I sniffed. “No, ma’am.”
That made her smile, but she also reached out and put her hand over mine. “You’ve been through a lot,” she said. “Be kind to yourself, Ava.”
My throat closed because that was the nicest thing I’d ever heard. Be kind to yourself. No one had ever told me that. Not even the therapists I’d tried going to whenever I had a little money. “That’s what I’m doing, I think,” I said. “I’m leaving New York and I’m going to rethink everything. Rethink myself and try to get it right this time. Because if I’m pregnant, it’s important I get it right.”
Samantha’s hand touched mine again. “And if you’re not pregnant,” she said gently, “then it’s still important.”
I sniffed again. “Oh my God, you’re nice. If Aidan hadn’t married you, I’d ask you myself.”
“I’m pretty wise,” she agreed. “I can also see why you haven’t told Aidan all of this, because he’d go all big-brother on you and try to take over. And you need to handle this on your own.”
“Yes.” I felt my shoulders sag with relief. “You get it.

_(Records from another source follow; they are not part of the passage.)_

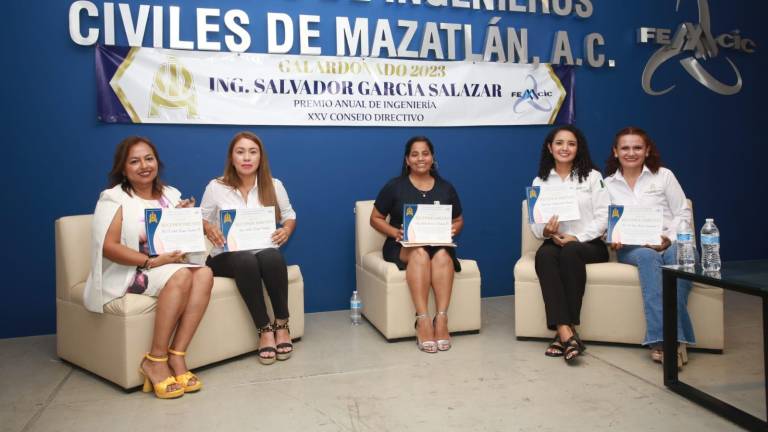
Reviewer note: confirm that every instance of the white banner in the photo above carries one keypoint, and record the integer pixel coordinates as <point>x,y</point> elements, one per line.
<point>193,87</point>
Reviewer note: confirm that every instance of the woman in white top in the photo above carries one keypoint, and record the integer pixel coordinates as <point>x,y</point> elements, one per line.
<point>122,265</point>
<point>569,245</point>
<point>247,183</point>
<point>636,177</point>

Thank you.”
“I do get it, but you’re asking me to keep this from my husband. Which puts me in a tough spot. I’m a big girl and I can deal, but if push comes to shove, I’m going to tell him about this. I’m not going to lie to him, Ava. That’s all I can promise.”
“I get it. I have to talk to him, and I will. Just give me a few days.” In a few days, I’d take my first pregnancy test and I’d know which way my life was going.
“A few days,” Samantha agreed. “Are you going to tell me where you’re going?”
I shook my head, thinking of the address sitting in the text messages on my phone. Dane’s beach house, the gift he was giving me. He’d said the partners didn’t know about it, so no one but him would find me there. If I wanted him to find me there.